Diese Positionen sind erforderlicher Herstellungsaufwand im Sinne des § 249 BGB, wenn sie technisch geboten und dokumentiert sind. Der Nachweis gelingt in der Regel über Herstellerinformationen, Systemprotokolle und – zunehmend – über belastbare Fachauskünfte aus dem Netzwerk der Spezialbetriebe.
Wirtschaftlicher Totalschaden und Restwert
Bei Elektrofahrzeugen entscheidet sich die Reparaturwürdigkeit häufig am Traktionsakku. Solange nur ein Komplettaustausch statt einer Modul- oder Zellreparatur darstellbar ist, kippen Schäden schnell in den wirtschaftlichen Totalschaden – mit den bekannten Folgefragen zur 130-Prozent-Grenze, zur Wertverbesserung und zur Restwertermittlung nach § 251 BGB. Betriebe mit Batteriekompetenz erweitern hier das Spektrum darstellbarer Reparaturwege; gleichzeitig verändern spezialisierte Aufkäufer den Restwertmarkt für beschädigte Stromer erheblich. Der Sachverständige ist gehalten, den regional maßgeblichen Markt zu erfassen und seine Ermittlungsgrundlage transparent zu machen.
Konsequenzen für Sachverständige und Kanzleien
Für die Gutachtenpraxis heißt der Trend vor allem: sauber begründen statt pauschal ansetzen. Wo eine freie Spezialwerkstatt in erreichbarer Entfernung existiert, wird der Verweisungsdruck steigen – und damit der Bedarf an prüffähiger Darlegung, warum ein bestimmter Reparaturweg, Stundensatz oder Zusatzaufwand erforderlich ist.

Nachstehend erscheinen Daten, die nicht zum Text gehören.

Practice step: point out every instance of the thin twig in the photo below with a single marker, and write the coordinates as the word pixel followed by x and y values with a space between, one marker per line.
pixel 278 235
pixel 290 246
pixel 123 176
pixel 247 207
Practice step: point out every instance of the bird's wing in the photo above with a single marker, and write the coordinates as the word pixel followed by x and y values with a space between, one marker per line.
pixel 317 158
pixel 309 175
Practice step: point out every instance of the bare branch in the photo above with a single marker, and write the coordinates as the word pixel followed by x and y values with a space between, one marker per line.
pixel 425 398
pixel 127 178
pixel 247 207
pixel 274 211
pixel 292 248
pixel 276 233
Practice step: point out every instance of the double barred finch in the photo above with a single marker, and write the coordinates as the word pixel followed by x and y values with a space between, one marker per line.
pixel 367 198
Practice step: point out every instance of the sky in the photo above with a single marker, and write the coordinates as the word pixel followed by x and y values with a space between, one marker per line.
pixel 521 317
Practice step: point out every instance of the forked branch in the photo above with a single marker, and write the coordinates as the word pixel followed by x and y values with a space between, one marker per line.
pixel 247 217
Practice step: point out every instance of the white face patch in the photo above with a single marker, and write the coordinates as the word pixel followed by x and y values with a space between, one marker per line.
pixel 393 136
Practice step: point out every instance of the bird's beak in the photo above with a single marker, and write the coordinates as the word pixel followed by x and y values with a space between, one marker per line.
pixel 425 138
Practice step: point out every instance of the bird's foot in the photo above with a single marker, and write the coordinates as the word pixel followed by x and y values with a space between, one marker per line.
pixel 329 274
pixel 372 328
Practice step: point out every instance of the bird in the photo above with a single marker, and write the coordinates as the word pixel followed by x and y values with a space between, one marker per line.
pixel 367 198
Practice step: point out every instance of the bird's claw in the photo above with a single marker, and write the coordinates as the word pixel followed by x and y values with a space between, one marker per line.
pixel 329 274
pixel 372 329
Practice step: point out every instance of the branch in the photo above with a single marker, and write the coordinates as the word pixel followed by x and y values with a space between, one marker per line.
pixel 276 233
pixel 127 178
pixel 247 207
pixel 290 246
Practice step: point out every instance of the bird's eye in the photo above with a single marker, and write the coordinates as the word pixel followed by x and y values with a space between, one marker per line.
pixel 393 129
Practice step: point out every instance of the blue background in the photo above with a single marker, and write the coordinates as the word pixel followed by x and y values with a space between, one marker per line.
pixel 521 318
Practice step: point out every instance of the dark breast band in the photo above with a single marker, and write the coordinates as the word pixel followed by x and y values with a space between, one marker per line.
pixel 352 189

Für Kanzleien verschiebt sich der Schwerpunkt von der Frage „gibt es überhaupt einen freien Betrieb?" zur Frage „ist dieser Betrieb im konkreten Schadenbild gleichwertig?".
Für Werkstätten ist der Aufbau von Hochvolt- und Marken-Know-how zugleich Qualifikations- und Dokumentationsaufgabe: Nachweise über Schulungen, Fachkunde nach den einschlägigen Arbeitsschutzvorgaben für Arbeiten an Hochvoltsystemen, Werkzeug- und Prüfmittelausstattung sowie Kalibrierfähigkeit sind nicht nur Betriebsvoraussetzung, sondern in der Regulierung ein Argument – in beide Richtungen.
Häufige Fragen
Führt ein Netzwerk freier Tesla-Spezialisten automatisch zu niedrigeren Erstattungen? Nein. Es verbessert lediglich die Faktenbasis für eine Verweisung. Ob eine konkrete freie Werkstatt gleichwertig und mühelos zugänglich ist und ob die Verweisung dem Geschädigten zumutbar ist, bleibt Einzelfallprüfung im Rahmen von § 249 Abs. 2, § 254 Abs. 2 BGB.
Wie sind Hochvolt-spezifische Arbeitsschritte im Gutachten zu behandeln? Als eigenständige, technisch begründete Positionen. Freischalten, Spannungsfreiheit feststellen, Isolationsmessung und Batteriediagnose sind Teil des erforderlichen Herstellungsaufwands, wenn sie nach dem betroffenen Schadenbild geboten sind; die Herleitung sollte dokumentiert werden.
Was gilt, wenn Kalkulationssysteme keine Herstellerdaten für das Modell enthalten? Der Sachverständige muss den Aufwand anderweitig nachvollziehbar ermitteln, etwa über Herstellerinformationen, Vergleichsvorgänge oder Fachauskünfte spezialisierter Betriebe. Entscheidend ist die Prüffähigkeit der Grundlage, nicht die Systemherkunft.
Berührt eine Reparatur in einer freien Werkstatt Herstelleransprüche? Das hängt von Vertrags- und Garantiebedingungen sowie vom betroffenen Bauteil ab. Mögliche Nachteile bei Garantie, Batteriezusage oder Software-Support sind ein Zumutbarkeitsaspekt, der bei einer Verweisung sachlich vorgetragen werden kann.
Quelle: kfz-betrieb (Vogel), kfz-betrieb.vogel.de
„Dieser Beitrag ist allgemeine Fachinformation und keine Rechtsberatung."